You know what? In none of the financial reports does Cyclone ever break down what these expenses are. $13 MILLION in seven years is a helluva lot of paperclips, don't you think?

What do you suppose the shareholders got for all those millions?

Now let's talk about tangible results shareholders got for more than $20 million in cumulative operating losses and more than $30 million in derivative losses.

Here's the Mark 5 engine progress report from March 2010:



And here's the Mark 5 engine progress report from February 2015:


Five years. Notice the difference?

The test stand no longer has a bunch of cheap multimeters taped to it.

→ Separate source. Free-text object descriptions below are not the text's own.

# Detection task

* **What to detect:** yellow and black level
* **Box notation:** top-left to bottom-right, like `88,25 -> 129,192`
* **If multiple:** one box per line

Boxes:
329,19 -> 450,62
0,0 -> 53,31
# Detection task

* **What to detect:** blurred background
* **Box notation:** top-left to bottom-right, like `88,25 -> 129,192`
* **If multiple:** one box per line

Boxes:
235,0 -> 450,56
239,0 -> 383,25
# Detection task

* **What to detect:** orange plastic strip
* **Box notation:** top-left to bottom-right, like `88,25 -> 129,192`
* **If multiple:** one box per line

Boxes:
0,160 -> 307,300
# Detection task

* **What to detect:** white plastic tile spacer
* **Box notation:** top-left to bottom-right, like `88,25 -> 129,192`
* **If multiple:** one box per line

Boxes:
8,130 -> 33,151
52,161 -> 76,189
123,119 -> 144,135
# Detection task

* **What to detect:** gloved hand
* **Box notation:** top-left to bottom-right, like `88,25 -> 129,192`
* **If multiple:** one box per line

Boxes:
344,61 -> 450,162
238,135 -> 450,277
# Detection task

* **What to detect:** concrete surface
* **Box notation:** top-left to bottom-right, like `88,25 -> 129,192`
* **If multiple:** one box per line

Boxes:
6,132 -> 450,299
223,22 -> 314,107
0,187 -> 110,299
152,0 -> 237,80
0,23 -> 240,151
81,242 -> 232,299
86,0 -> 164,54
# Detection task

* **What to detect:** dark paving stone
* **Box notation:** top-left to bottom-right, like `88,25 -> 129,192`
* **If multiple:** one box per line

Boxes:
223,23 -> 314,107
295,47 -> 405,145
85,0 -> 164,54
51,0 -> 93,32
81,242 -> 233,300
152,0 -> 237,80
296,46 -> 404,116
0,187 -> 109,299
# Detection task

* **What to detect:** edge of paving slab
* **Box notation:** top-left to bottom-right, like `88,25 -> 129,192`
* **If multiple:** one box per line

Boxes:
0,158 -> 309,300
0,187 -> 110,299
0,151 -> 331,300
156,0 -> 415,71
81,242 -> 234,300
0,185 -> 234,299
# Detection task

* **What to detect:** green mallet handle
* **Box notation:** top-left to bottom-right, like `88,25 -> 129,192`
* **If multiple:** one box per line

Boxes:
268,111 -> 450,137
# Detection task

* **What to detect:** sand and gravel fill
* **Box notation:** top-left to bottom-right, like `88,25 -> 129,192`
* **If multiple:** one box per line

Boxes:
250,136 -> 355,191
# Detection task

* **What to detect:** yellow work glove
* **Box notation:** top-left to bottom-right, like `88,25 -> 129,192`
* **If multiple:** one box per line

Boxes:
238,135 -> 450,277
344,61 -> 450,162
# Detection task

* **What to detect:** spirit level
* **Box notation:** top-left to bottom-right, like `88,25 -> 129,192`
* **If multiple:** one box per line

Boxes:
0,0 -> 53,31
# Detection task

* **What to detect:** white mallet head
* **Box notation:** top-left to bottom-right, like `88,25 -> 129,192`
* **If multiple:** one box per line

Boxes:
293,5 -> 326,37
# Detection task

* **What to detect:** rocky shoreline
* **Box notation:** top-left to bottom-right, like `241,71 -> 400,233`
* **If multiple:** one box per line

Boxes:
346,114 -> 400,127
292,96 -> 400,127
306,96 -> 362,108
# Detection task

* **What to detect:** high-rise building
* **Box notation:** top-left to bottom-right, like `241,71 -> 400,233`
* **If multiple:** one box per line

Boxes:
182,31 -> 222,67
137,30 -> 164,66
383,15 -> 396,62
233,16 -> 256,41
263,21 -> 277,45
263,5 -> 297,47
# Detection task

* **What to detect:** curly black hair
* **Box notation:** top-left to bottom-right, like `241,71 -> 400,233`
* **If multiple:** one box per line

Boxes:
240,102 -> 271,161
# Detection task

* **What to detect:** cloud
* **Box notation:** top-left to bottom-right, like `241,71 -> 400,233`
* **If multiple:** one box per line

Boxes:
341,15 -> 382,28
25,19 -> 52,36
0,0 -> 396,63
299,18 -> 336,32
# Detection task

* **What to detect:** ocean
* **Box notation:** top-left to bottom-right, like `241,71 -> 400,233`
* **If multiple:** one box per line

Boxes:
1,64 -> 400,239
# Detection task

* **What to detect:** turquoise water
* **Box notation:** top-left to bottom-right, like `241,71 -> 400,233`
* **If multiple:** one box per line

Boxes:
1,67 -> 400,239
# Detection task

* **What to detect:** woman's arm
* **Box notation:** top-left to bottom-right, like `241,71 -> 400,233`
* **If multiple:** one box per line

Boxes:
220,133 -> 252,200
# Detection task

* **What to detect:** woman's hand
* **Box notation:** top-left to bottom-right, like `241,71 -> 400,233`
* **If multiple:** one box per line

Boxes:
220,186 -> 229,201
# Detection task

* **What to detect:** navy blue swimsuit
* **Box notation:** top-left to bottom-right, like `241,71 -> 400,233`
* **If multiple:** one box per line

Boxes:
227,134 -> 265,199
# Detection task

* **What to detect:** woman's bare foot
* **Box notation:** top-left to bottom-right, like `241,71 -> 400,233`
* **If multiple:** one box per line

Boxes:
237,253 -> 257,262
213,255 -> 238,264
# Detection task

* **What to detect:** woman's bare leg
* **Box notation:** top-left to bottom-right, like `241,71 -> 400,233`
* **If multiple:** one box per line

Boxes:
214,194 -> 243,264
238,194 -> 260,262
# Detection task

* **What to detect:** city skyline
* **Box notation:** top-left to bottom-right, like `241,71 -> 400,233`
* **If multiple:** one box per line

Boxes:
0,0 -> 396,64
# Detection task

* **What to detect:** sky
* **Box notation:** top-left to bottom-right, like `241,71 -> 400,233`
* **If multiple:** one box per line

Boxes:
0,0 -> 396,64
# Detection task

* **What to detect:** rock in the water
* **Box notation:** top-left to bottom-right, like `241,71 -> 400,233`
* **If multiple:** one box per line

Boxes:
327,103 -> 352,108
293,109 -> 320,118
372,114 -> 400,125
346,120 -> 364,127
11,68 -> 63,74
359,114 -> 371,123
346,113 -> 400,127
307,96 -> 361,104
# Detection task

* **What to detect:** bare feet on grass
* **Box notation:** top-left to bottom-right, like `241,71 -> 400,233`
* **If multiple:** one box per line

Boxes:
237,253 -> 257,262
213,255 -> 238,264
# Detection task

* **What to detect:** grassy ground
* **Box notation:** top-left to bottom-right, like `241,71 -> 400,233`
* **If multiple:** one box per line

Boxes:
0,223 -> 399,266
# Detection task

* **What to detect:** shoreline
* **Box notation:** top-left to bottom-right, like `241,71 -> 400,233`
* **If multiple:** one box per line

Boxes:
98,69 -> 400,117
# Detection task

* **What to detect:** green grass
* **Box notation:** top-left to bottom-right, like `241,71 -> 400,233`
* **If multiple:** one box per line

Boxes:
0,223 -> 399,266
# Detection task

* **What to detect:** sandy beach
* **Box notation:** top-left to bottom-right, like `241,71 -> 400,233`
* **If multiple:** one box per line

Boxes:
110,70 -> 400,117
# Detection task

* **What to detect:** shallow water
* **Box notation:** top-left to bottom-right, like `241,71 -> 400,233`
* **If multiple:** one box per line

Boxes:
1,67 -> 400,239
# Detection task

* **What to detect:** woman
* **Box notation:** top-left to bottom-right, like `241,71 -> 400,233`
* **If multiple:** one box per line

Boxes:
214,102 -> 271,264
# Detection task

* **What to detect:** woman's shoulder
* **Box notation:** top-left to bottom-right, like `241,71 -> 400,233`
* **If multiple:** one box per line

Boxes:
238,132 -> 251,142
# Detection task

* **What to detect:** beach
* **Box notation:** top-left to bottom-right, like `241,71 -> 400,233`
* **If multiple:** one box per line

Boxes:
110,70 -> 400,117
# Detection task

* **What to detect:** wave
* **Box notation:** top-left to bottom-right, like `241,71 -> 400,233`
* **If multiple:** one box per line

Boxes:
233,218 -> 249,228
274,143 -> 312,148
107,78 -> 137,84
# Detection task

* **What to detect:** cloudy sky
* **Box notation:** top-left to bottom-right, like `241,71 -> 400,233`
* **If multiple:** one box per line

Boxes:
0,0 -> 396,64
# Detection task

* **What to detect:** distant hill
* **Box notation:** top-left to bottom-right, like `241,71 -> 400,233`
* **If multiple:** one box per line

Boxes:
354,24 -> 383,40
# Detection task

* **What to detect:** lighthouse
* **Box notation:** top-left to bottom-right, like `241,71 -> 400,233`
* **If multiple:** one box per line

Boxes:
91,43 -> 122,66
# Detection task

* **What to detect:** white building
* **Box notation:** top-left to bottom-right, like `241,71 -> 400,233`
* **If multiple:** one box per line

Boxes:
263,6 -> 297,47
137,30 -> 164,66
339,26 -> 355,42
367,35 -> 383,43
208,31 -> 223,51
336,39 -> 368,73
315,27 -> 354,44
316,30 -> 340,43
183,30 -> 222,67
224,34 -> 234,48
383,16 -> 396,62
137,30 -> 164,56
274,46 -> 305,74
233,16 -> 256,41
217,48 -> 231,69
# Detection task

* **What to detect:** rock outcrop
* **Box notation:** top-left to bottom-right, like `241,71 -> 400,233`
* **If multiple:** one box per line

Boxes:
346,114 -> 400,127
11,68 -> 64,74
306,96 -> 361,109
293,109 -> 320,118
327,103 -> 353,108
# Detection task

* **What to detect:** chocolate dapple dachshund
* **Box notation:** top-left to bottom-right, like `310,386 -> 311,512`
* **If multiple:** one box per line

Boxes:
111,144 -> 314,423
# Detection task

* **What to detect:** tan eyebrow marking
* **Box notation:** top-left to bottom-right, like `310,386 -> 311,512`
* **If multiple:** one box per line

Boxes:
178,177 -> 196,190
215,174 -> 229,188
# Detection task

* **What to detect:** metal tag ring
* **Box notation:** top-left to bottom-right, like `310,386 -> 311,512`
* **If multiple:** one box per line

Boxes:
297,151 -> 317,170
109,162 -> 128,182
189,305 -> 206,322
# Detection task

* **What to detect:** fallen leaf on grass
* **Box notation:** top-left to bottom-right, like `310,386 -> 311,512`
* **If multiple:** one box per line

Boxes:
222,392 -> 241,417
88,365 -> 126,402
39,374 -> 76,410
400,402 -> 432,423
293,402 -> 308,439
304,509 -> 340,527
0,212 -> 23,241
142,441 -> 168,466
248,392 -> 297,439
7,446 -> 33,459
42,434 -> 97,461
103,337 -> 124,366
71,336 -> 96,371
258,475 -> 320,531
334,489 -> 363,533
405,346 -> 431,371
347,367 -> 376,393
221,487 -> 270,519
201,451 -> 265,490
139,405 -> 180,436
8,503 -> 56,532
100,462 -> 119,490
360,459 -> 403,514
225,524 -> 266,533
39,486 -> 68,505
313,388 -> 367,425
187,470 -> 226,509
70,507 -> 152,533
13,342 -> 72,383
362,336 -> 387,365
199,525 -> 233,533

Listen to the engine turning over in each one. Speed goes up and down like a yoyo. It's no wonder they haven't tried to put the engine in a car, boat or gokart. They can't control it. Imagine if they put up a video of car or boat lurching along speeding up and slowing down with the driver frantically trying to control the vehicle.

They've also never shown the engine power being measured on a dyno, either. I'll bet that the rotary valve modification leaks steam so badly they can only run the engine on low enough pressure to spin the engine alone.

So where did all that investor money go? Believe it or not, that's $20 million sitting on that test stand in the video.

Oh, and to top it all off, the only progress in the last 5 years was to remove most of the patented features from the engine, so if Harry Schoell eventually stumbles onto a design that works, anyone will be able to build and sell it.